# fireblocking for single story house



## phnola (Aug 15, 2010)

hello all, 

something that has always somewhat confused me is the need for horizontal fireblocking (2x4s) between the studs in a single story house. people do it all the time down here (in new orleans) but can someone please explain to me the logic behind it if all penetrations through the top plate are adequately firefoamed? 

thanks
phil


----------



## knucklehead (Mar 2, 2009)

It is so the fire cannot travel up the wall into the attic


----------



## phnola (Aug 15, 2010)

but wouldnt the double top plate prevent that from happening?


----------



## JesseCocozza (Aug 20, 2011)

I had this same convo with an inspecter here
In Florida about 2 years ago. He couldn't find it
In his code book, but he said that he only looks for midspan Fireblocking in walls 10' or greater. 
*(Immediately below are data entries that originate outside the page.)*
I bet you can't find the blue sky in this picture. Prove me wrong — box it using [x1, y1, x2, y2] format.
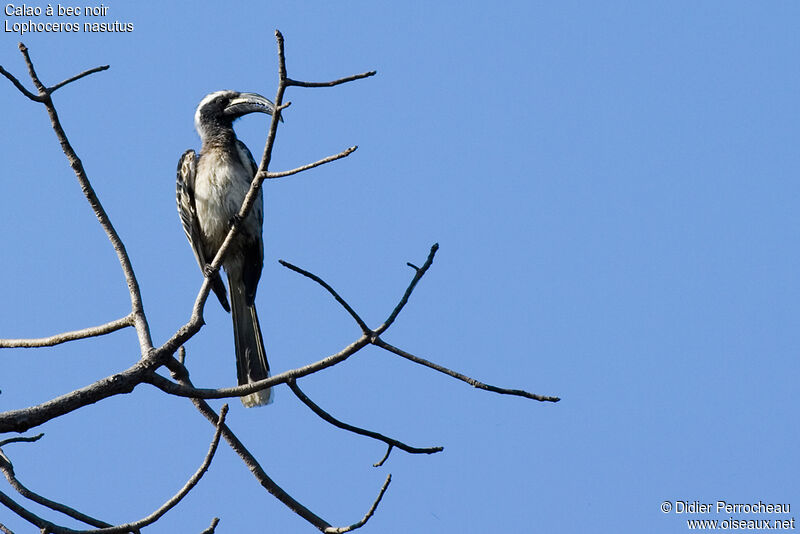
[1, 2, 799, 533]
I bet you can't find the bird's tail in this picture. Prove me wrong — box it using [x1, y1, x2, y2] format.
[229, 274, 272, 407]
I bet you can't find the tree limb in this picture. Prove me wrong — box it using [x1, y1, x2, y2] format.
[0, 451, 112, 529]
[0, 434, 43, 448]
[199, 518, 219, 534]
[6, 43, 153, 354]
[0, 315, 133, 349]
[374, 337, 561, 403]
[67, 404, 229, 534]
[288, 378, 442, 465]
[261, 145, 358, 180]
[0, 362, 149, 434]
[323, 474, 391, 534]
[286, 71, 377, 88]
[0, 489, 56, 533]
[278, 260, 370, 333]
[374, 243, 438, 336]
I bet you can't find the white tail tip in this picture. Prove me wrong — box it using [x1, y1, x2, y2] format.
[241, 388, 273, 408]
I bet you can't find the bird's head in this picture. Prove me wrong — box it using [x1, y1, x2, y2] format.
[194, 90, 281, 142]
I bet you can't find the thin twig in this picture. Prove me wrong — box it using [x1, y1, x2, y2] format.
[288, 379, 442, 464]
[373, 446, 393, 468]
[199, 518, 220, 534]
[49, 65, 110, 93]
[323, 474, 391, 534]
[78, 405, 230, 534]
[0, 65, 40, 101]
[10, 43, 153, 354]
[374, 243, 439, 336]
[0, 454, 112, 529]
[6, 404, 232, 534]
[0, 521, 15, 534]
[279, 260, 370, 333]
[0, 489, 53, 533]
[0, 406, 228, 532]
[287, 71, 377, 88]
[374, 338, 561, 403]
[0, 434, 43, 448]
[17, 43, 47, 95]
[263, 145, 357, 179]
[0, 315, 133, 348]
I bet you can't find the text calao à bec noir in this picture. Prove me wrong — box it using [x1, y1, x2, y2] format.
[4, 3, 134, 34]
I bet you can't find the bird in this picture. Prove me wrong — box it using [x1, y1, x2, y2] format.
[176, 90, 280, 407]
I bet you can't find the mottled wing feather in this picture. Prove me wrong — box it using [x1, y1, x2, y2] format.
[234, 140, 264, 306]
[177, 149, 231, 312]
[176, 150, 204, 266]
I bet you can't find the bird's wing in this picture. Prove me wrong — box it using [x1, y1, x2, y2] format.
[176, 149, 206, 267]
[177, 149, 231, 312]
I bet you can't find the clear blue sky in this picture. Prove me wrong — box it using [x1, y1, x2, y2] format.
[2, 2, 798, 533]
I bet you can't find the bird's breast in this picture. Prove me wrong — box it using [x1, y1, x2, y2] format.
[194, 149, 263, 253]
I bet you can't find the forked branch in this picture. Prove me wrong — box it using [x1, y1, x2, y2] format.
[164, 357, 389, 533]
[0, 405, 228, 534]
[0, 42, 152, 354]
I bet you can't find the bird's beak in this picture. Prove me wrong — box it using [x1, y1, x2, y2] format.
[224, 92, 284, 122]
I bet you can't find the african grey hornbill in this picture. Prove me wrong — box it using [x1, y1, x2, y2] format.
[176, 90, 280, 407]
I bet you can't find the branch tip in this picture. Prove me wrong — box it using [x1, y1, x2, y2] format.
[324, 474, 392, 534]
[289, 380, 442, 460]
[0, 434, 44, 448]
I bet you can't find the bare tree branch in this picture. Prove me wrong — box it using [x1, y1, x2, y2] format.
[373, 446, 393, 468]
[199, 518, 219, 534]
[0, 452, 112, 529]
[286, 71, 377, 88]
[7, 43, 153, 354]
[288, 379, 442, 465]
[0, 64, 40, 101]
[0, 362, 149, 434]
[374, 243, 439, 336]
[0, 489, 55, 533]
[146, 335, 371, 401]
[0, 434, 43, 448]
[262, 146, 358, 180]
[165, 357, 389, 533]
[374, 337, 561, 403]
[70, 405, 229, 534]
[0, 315, 133, 349]
[0, 521, 15, 534]
[49, 65, 110, 93]
[0, 404, 228, 534]
[164, 358, 331, 531]
[279, 260, 370, 333]
[322, 474, 391, 534]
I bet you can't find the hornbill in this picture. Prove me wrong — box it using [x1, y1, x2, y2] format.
[176, 90, 280, 407]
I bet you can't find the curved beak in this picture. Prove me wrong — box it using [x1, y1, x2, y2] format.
[224, 92, 283, 122]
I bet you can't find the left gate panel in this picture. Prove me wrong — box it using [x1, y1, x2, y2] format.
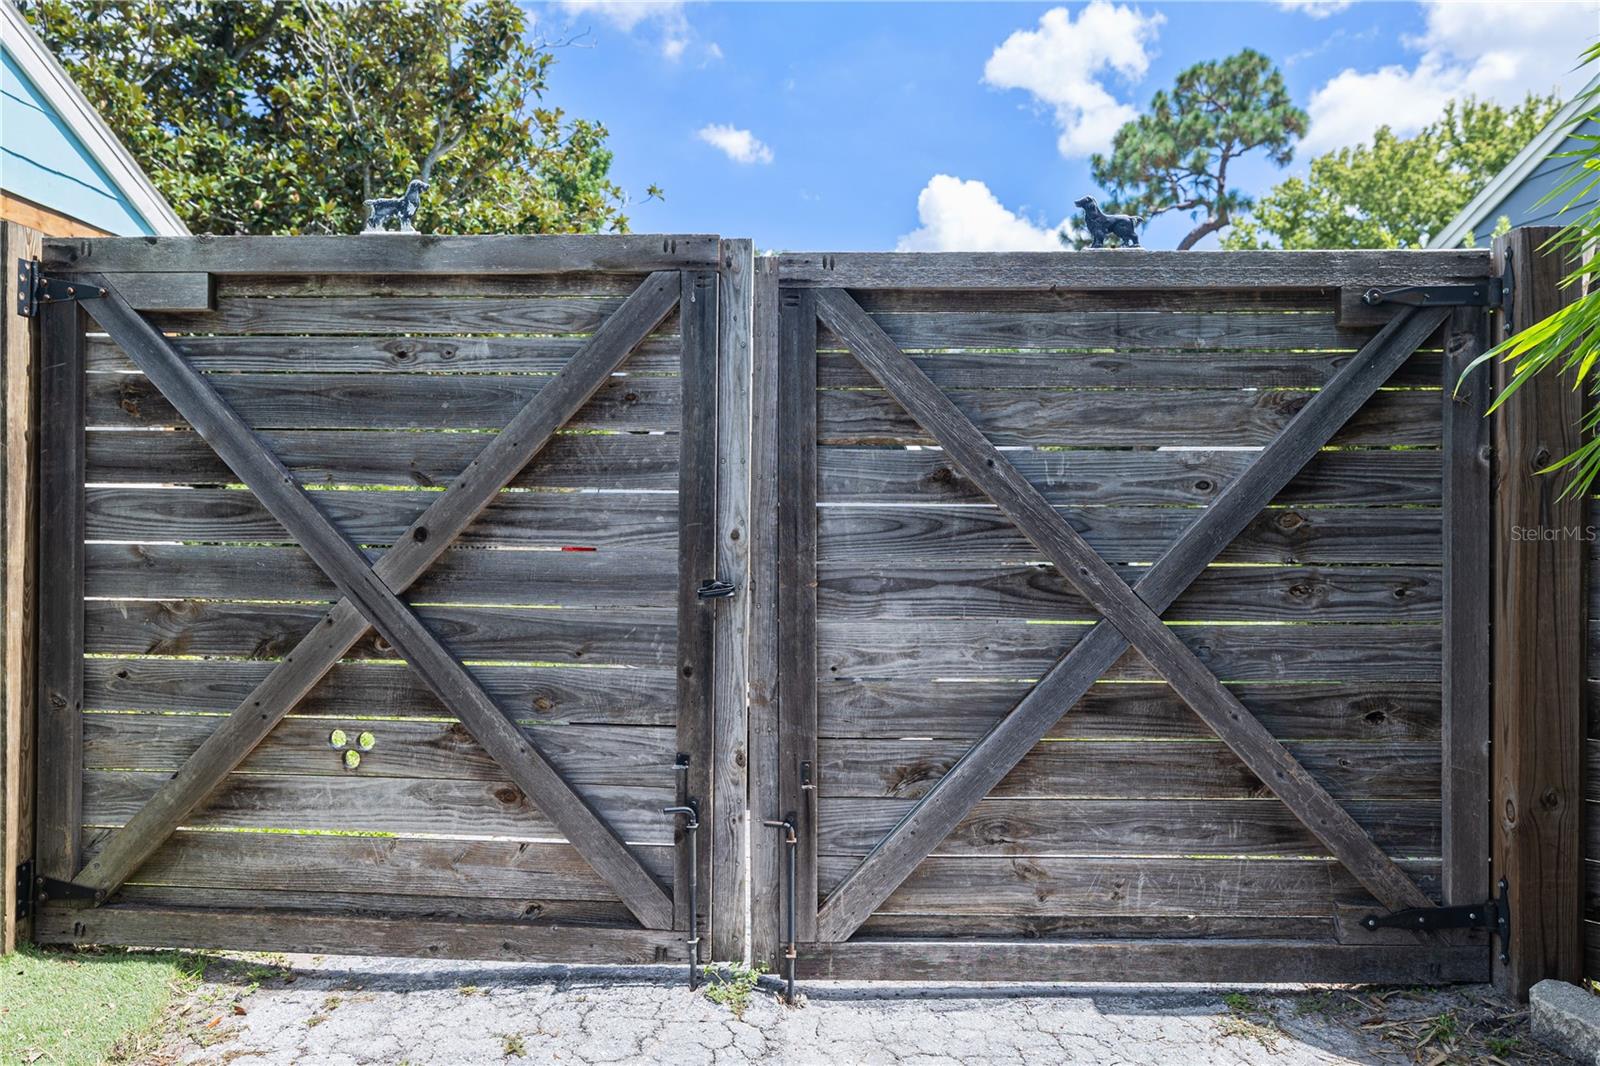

The other case is exterior sheathing / shear wall blocking. The plywood needs to be nailed on all edges so thats another reason for blocking in the walls.


----------



## Tom M (Jan 3, 2007)

In your case blocking between studs may be backing for sheathing. New Orleans is heavy with shear walls.


----------



## catspaw (Oct 29, 2008)

blocking only required in walls over 10' tall. Insulation is one of many materials that can be used for fireblocking. shear panel nailing as mentioned can kick in the wood blocking requirement for edge nailing .


----------



## one man show (Dec 20, 2010)

catspaw is correct . fireblocking required if wall is greater than ten feet tall, chases ten feet in legnth and from vertical to horizontal assemblies. also some rules abot three thousand square feet of space and also between different ocupncies ( A,B,U,H,I,R, etc)

goes on and on


----------



## jadleybray (May 2, 2008)

I've been required to fire block on a 9' wall behind a fiberglass tub/shower also. Inspector includes the 2' of horizontal space the tub provides in addition to the 9' of vertical wall. Rare cases though as there is typically a window above the tub.


----------